GDPR is for data in the EU. That is it. Not data outside the EU and not people outside the EU. An American in the EU is covered, an EU citizen in the US is not.
What you are saying would require that the EU could create laws that were above the Supreme Court in the US for example. It simply isn't true.
> I feel this is because so many try to make GDPR seem too hard and breaking everything (likely people with something to lose).
Or people who wish to extend the reach of GDPR so that others outside of the EU are protected too.
> What you are saying would require that the EU could create laws that were above the Supreme Court in the US for example
This is not true for multiple reasons. Check out https://en.wikipedia.org/wiki/PROTECT_Act_of_2003 specifically "Authorizes fines and/or imprisonment for up to 30 years for U.S. citizens or residents who engage in illicit sexual conduct abroad". The EU could punish US companies that have offices in the EU or income from the EU. Alternatively it could sanction them.

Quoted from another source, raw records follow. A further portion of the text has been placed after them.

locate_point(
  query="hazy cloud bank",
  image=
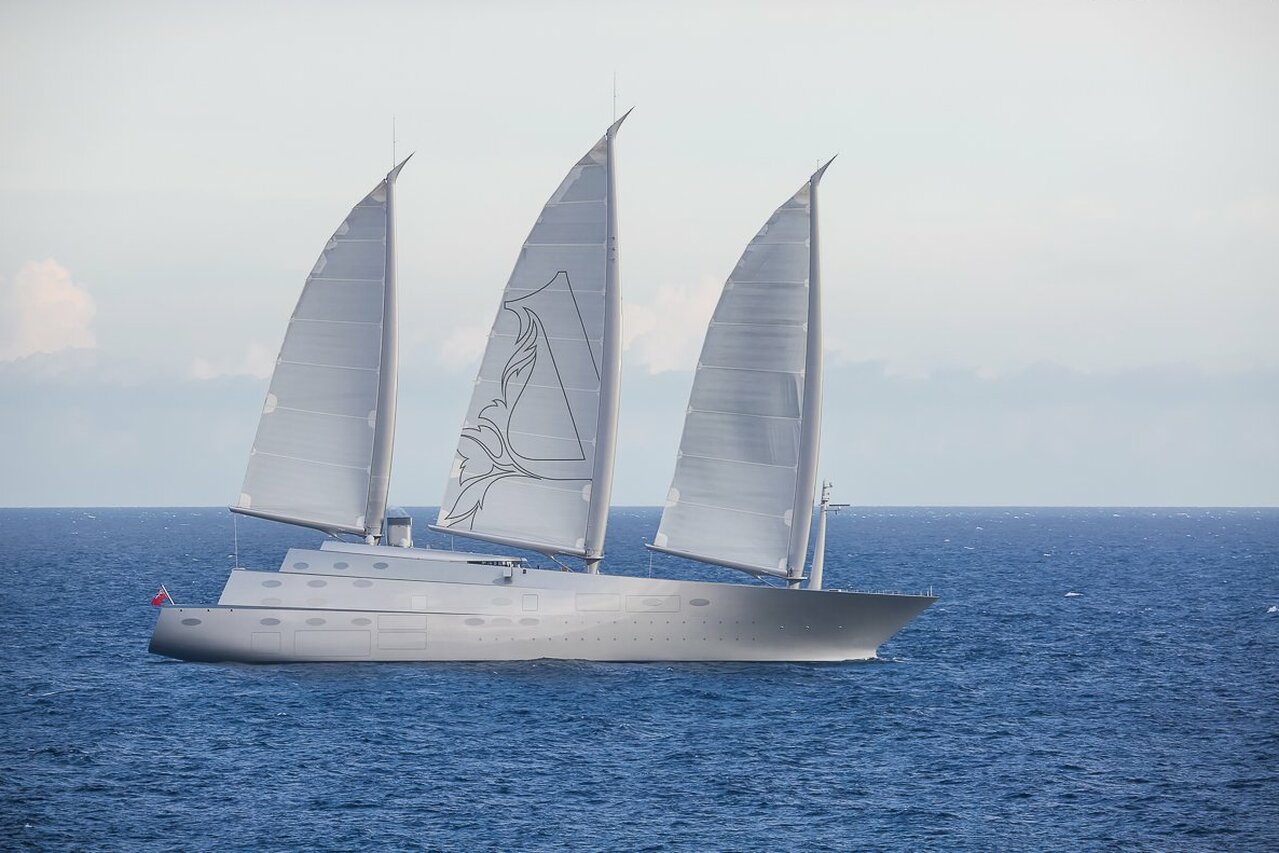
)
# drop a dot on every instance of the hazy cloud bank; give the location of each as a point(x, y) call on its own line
point(91, 434)
point(44, 311)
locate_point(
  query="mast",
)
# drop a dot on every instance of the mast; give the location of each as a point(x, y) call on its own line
point(388, 385)
point(533, 463)
point(819, 549)
point(610, 375)
point(810, 438)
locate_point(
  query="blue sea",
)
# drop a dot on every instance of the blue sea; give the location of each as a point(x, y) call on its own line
point(1090, 679)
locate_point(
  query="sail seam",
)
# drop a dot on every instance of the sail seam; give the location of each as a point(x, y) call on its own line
point(750, 370)
point(313, 462)
point(348, 322)
point(727, 509)
point(328, 414)
point(762, 325)
point(746, 414)
point(550, 388)
point(737, 462)
point(499, 334)
point(555, 438)
point(367, 370)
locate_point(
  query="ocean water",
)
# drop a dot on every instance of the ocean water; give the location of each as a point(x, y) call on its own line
point(1091, 678)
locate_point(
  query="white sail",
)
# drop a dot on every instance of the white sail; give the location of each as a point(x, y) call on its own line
point(745, 475)
point(322, 452)
point(533, 464)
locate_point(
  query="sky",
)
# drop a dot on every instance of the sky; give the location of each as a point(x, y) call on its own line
point(1050, 242)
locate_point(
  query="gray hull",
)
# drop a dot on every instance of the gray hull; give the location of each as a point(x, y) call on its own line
point(331, 606)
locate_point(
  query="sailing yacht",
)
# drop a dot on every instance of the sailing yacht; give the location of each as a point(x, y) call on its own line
point(533, 468)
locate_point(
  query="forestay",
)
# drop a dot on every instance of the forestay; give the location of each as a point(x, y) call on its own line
point(321, 457)
point(747, 457)
point(533, 463)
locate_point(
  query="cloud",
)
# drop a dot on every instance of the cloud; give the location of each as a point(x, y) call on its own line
point(668, 334)
point(44, 311)
point(463, 347)
point(257, 361)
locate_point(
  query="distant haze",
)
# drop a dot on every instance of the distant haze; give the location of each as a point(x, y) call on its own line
point(1050, 239)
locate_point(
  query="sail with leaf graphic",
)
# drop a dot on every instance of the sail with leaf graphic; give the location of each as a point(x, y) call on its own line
point(533, 464)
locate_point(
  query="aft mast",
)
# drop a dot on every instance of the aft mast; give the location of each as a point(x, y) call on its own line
point(388, 386)
point(610, 379)
point(810, 418)
point(322, 452)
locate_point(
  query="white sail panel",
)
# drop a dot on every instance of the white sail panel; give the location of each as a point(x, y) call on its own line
point(527, 452)
point(313, 449)
point(733, 491)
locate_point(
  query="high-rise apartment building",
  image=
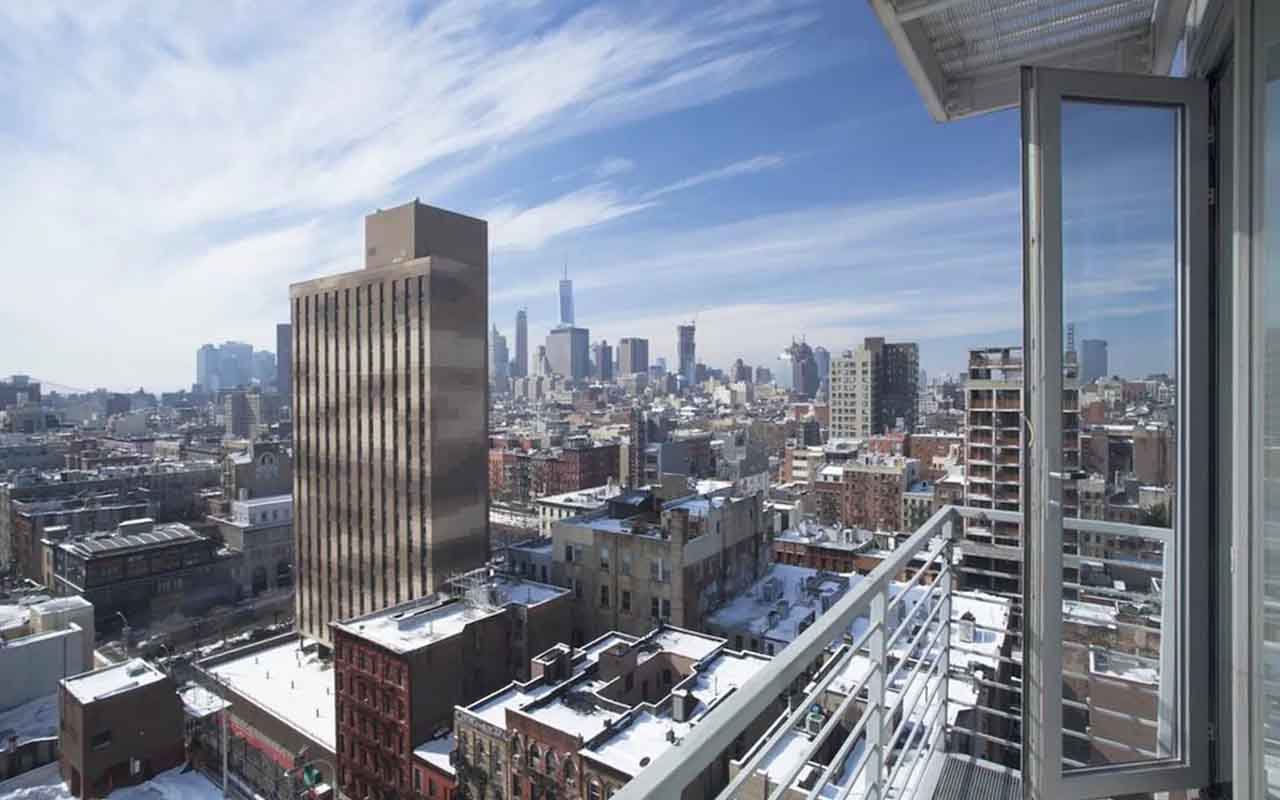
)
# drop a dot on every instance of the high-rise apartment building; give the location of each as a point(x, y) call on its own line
point(632, 356)
point(995, 446)
point(568, 351)
point(499, 360)
point(602, 360)
point(389, 417)
point(520, 368)
point(822, 357)
point(283, 362)
point(874, 388)
point(1093, 360)
point(566, 300)
point(685, 352)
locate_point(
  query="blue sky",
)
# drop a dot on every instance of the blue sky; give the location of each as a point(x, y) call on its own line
point(766, 168)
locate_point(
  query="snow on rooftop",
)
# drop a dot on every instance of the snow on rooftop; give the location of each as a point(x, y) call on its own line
point(46, 784)
point(435, 753)
point(293, 685)
point(199, 702)
point(694, 647)
point(31, 721)
point(643, 736)
point(108, 681)
point(415, 625)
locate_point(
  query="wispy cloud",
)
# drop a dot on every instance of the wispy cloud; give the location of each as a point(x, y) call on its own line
point(530, 228)
point(615, 165)
point(140, 141)
point(732, 170)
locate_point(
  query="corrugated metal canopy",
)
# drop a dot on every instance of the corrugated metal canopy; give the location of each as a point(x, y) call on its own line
point(964, 55)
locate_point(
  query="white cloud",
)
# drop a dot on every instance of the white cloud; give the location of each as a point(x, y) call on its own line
point(234, 146)
point(615, 165)
point(530, 228)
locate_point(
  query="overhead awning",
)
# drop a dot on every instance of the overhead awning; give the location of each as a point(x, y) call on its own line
point(964, 55)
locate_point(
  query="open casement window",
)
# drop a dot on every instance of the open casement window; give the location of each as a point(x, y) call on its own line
point(1116, 530)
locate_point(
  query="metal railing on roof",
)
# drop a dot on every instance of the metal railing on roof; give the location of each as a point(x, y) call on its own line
point(896, 713)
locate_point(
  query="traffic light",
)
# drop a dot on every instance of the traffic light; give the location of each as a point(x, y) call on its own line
point(311, 776)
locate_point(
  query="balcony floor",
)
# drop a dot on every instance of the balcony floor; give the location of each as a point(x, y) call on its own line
point(968, 778)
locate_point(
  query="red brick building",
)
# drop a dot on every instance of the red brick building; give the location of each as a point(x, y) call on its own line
point(400, 672)
point(931, 448)
point(865, 492)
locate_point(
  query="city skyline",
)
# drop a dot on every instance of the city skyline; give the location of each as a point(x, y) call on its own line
point(599, 170)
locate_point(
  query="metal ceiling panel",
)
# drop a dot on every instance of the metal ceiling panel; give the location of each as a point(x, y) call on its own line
point(964, 55)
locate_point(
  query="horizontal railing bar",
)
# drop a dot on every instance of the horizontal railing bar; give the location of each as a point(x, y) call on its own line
point(906, 718)
point(935, 554)
point(1109, 712)
point(991, 737)
point(835, 720)
point(841, 754)
point(1105, 679)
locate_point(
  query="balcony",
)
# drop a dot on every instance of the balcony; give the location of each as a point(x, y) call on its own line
point(904, 691)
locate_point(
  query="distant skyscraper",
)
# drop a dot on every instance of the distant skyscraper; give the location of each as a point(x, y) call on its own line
point(822, 357)
point(873, 387)
point(391, 417)
point(686, 352)
point(568, 351)
point(284, 361)
point(804, 370)
point(632, 356)
point(236, 364)
point(521, 365)
point(1093, 360)
point(209, 368)
point(602, 360)
point(566, 300)
point(499, 360)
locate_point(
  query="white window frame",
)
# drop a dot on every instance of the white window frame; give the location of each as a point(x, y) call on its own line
point(1188, 558)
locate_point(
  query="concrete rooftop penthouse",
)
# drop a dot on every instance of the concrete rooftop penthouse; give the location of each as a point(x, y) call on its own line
point(417, 624)
point(391, 416)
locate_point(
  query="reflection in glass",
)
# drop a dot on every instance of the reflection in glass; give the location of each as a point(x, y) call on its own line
point(1119, 275)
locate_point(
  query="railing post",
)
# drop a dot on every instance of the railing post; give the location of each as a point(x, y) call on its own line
point(945, 615)
point(876, 688)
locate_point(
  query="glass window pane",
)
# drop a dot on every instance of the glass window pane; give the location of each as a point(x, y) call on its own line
point(1119, 448)
point(1270, 53)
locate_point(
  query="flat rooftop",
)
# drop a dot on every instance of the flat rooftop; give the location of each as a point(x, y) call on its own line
point(421, 622)
point(295, 686)
point(108, 681)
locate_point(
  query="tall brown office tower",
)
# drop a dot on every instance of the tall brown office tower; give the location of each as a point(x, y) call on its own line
point(389, 417)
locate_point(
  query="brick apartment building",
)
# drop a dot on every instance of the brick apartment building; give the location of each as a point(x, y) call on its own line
point(524, 475)
point(401, 671)
point(641, 561)
point(865, 492)
point(593, 718)
point(120, 726)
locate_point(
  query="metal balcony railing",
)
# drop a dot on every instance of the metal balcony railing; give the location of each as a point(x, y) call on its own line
point(885, 699)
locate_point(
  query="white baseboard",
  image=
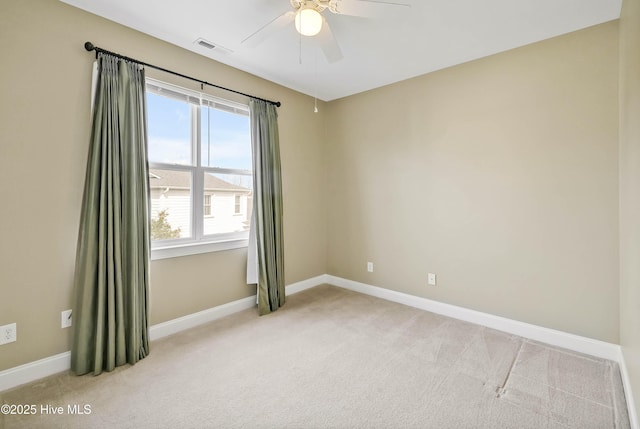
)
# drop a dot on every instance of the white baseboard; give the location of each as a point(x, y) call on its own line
point(307, 284)
point(32, 371)
point(628, 393)
point(549, 336)
point(174, 326)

Let me rephrase: If the data is in the EU it is covered by GDPR no matter where the person that creates the data is at (yes in the US too) but the person isn't covered by the GDPR, the data (that is in the EU) is covered. It is not the same thing. What most people seem to think is the EU overreaching and "making laws that reach outsides its borders" is in cases where a foreign company (like Facebook) gets regulated by GDPR even though the company is outside the EU. This is because the data is in the EU and of course data in the EU isn't under US or any other entities law but EU (and member states). If you transfer data outside the EU you either do so illegally or have to follow the rules of the GDPR. It still doesn't reach outside the EU borders. Of course if you do something criminally the EU might judge you no matter where you are at just like the US with PROTECT Act of 2003 but that is another matter.
Hmm. I actually said that because that's what the GDPR training that I was forced to undertake by my employer taught me. That being said, reading the reguglation now shows me that was a misunderstanding.
That being said it wouldn't require the EU to create laws which have jurisdiction above the US supreme court - if a company has any activity within Europe the European courts can act. There are other examples - for example UK libel law allows people under certain circumstances to sue for libel in the UK even if both parties are not UK citizens and the libel itself occurred outside the UK. Another example is the US CFTC which claims jurisdiction over all swaps transactions even if both parties are non-US and the swap itself happened outside the US.
What you are describing in the case of the GDPR would be like a US company - Facebook for example - being regulated by the GDPR. But while Facebook is in the US the data someone in the EU is creating is inside the EU, so it doesn't really matter if Facebook is targeting EU citizens or not since the data is not (at first at least) in the US and transferring it there is illegal if it doesn't follow the GDPR. That being said I'm aware that there are situations where a country will punish something happening elsewhere but it still isn't reaching outside its borders. If the EU want to punish Mark Zuckerberg it cannot touch him or his assets unless they are inside the EU without the cooperation of the local court or government. That was the reason Privacy Shield got overturned.
It isn't, but I'm guessing their argument is that the website owner should get consent before loading their code. Of course in practice basically no one does that and they seem to be banking on that fact.